In my proposal, I wrote that I wanted to use the workflow outlined in Contaminant or goldmine? In silico assessment of Symbiodiniaceae community using coral hologenomes, which extracts non-coral reads from bam files (tentatively here: /storage/timothy/Storage/projects/0050_Ulithi_Trip_2023/03_Analysis/2023-07-17/02_Genotype_Samples/results/mapping_merged/Montipora_capitata_KBHIv3/), utilizes k-mer counting and frequency computation to compute distances between samples. The scripts to run this analysis are available on GitHub hisatakeishida/Symb-SHIN: Computational workflow to identify Symbiodiniaceae diversity by Scrapping Hologenome data with IN-sillico methods.

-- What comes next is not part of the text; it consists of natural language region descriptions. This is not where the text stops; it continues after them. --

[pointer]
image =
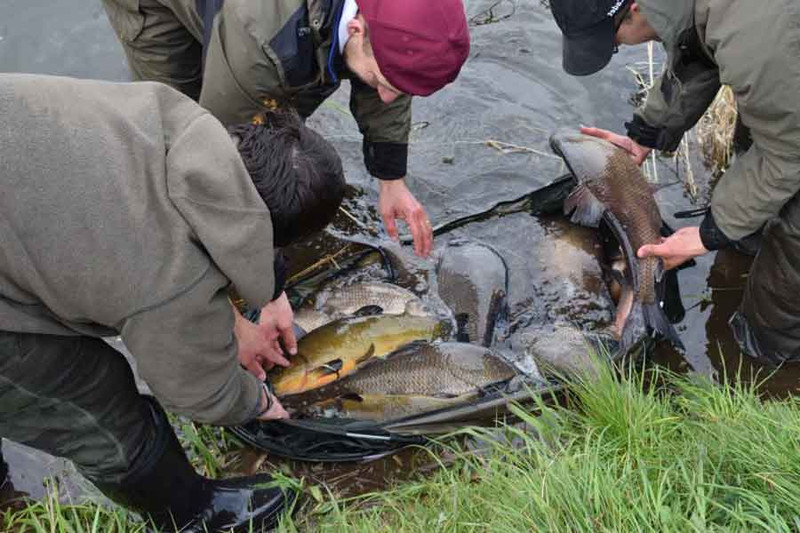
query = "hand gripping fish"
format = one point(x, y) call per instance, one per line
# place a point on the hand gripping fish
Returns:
point(611, 188)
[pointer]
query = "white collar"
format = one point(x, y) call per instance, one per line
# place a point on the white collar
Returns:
point(349, 12)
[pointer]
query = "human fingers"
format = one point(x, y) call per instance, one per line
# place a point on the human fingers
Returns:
point(253, 365)
point(421, 231)
point(289, 339)
point(274, 355)
point(275, 412)
point(391, 226)
point(426, 244)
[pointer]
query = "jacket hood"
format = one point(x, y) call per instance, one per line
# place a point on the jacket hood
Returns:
point(669, 18)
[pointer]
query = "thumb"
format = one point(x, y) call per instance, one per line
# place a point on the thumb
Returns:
point(647, 250)
point(391, 226)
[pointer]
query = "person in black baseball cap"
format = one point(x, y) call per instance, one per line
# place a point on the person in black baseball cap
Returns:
point(593, 28)
point(752, 48)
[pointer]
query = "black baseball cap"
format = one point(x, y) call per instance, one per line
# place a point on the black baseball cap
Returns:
point(589, 32)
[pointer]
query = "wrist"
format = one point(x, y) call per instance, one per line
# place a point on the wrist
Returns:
point(393, 184)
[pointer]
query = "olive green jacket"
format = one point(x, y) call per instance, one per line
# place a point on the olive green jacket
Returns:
point(126, 210)
point(754, 47)
point(280, 51)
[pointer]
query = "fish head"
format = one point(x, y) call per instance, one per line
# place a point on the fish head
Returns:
point(417, 307)
point(587, 157)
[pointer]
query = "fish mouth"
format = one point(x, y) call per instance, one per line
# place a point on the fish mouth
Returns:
point(618, 269)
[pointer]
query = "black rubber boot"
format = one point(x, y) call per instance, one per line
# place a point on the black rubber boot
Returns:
point(164, 488)
point(3, 469)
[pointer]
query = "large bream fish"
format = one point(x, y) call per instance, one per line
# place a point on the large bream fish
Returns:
point(362, 298)
point(419, 377)
point(611, 188)
point(337, 349)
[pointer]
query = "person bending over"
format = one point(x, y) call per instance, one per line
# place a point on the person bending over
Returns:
point(239, 57)
point(752, 47)
point(128, 210)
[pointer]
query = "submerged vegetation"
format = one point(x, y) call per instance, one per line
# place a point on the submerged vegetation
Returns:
point(686, 454)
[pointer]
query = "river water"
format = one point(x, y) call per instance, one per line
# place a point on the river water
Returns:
point(481, 141)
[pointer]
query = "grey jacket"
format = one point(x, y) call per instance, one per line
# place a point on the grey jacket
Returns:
point(755, 48)
point(281, 51)
point(127, 210)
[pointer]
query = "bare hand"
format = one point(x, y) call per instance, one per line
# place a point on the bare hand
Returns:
point(277, 321)
point(276, 412)
point(396, 201)
point(676, 249)
point(638, 152)
point(258, 345)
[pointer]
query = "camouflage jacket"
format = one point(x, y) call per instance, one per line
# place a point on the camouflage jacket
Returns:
point(754, 47)
point(286, 52)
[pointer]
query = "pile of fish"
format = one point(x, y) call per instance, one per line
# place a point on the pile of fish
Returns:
point(376, 351)
point(373, 350)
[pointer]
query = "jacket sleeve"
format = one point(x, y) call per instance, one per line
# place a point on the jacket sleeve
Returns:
point(211, 188)
point(385, 128)
point(186, 352)
point(674, 104)
point(759, 59)
point(236, 69)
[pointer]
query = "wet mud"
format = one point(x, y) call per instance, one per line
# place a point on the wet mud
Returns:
point(481, 141)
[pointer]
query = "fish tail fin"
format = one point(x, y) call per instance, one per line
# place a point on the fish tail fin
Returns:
point(656, 319)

Next steps: Confirm that the BAM files I found should contain symbiont reads, if not, figure out where the unmapped reads are stored or re-rerun that part of the analysis. Then, I can test if I can run this analysis at the same time or before running the PopGen analysis.
November 10, 2025
Last week, I developed my plan for the analyzing the symbiont composition for the Ulithi Montipora samples. Essentially, my plan is to utilize the workflows set up in place by the Cooke lab which are extremely well documented here from the paper by Zhang et al. 2022. Their repository includes both a markdown file explanation of the workflow and well-organized scripts for running the analyses.
First, I wanted to use Kraken to do a genus-level analysis of the data and this would be probably what would be published in the data paper - I’d use more recent/complete genomes than the ones they have listed there. Then, I wanted to do an ITS2 profile like the one they have described to get more fine detail about the symbiont identities. Lastly, I would do the jellyfish and D2S statistics to get clusters to use as metadata for my drivers of proteome-wide variation analysis. It would also be cool to do the jellyfish and D2S statistics with the reads that map to the microbiome (combined reads from the bacteria, archaea, and fungal Ref Seq databases).
Before, I was just going to do the jellyfish and D2S statistics, but I figured I should probably also do the other two analyses for due diligence and because reviewers are going to ask.
Also, update with the .bam files that they probably only contain Montipora reads, but Tim could not give definitive confirmation. That’s ok though because I think for most of this we can start from FASTQ files.